Action in the bond market was relatively subdued on Friday. 10y UST yield closed essentially unchanged at 2.895%. Oil headlines pushed the benchmark yield to an overnight high of 2.9261% but then the Trump EU trade tweet was seemingly the catalyst for the 3bps rally that ensued before the end of the day. German Bunds were little changed on Friday but on the week they led the decline in core global bond yields.
Yesterday, the PBoC announced that it would cut the reserve ratio requirement for large commercial banks by 0.5% and cut reserve requirements for smaller banks. This action will free up over $100bn in capital. Larger banks will be required to use the funds towards debt-to-equity swaps while smaller banks can use the funds to extend credit.
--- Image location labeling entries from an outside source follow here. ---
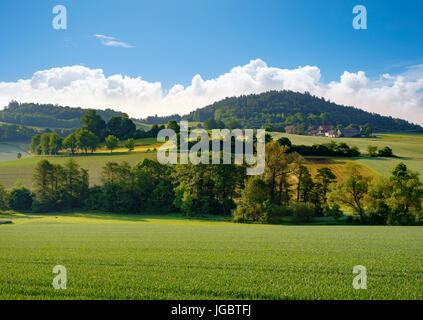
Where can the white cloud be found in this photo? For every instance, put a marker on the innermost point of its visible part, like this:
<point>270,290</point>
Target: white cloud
<point>112,42</point>
<point>395,95</point>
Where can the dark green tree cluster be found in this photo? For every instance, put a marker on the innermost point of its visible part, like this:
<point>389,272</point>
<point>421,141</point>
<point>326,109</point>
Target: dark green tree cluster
<point>332,149</point>
<point>285,189</point>
<point>19,198</point>
<point>58,187</point>
<point>47,144</point>
<point>48,115</point>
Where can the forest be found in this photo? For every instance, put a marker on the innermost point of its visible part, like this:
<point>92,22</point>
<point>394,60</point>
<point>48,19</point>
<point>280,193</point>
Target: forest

This easing in monetary policy follows signs of softer growth momentum in China and some market concern about the impact of US import tariffs.
This morning, the FT reports that the Trump administration has decided “to restrict Chinese investment in US companies and start-ups in sectors from aerospace to robotics as it prepares to deploy its latest weapon in the escalating trade war with Beijing”. It is set to come in a series of restrictions on inbound Chinese investment that Trump has ordered the US Treasury to draft and release this week.
As I am about to press the send button, headlines are hitting the screen with another Trump tweet “The United States is insisting that all countries that have placed artificial Trade Barriers and Tariffs on goods going into their country, remove those Barriers & Tariffs or be met with more than Reciprocity by the U.S.A. Trade must be fair and no longer a one way street!”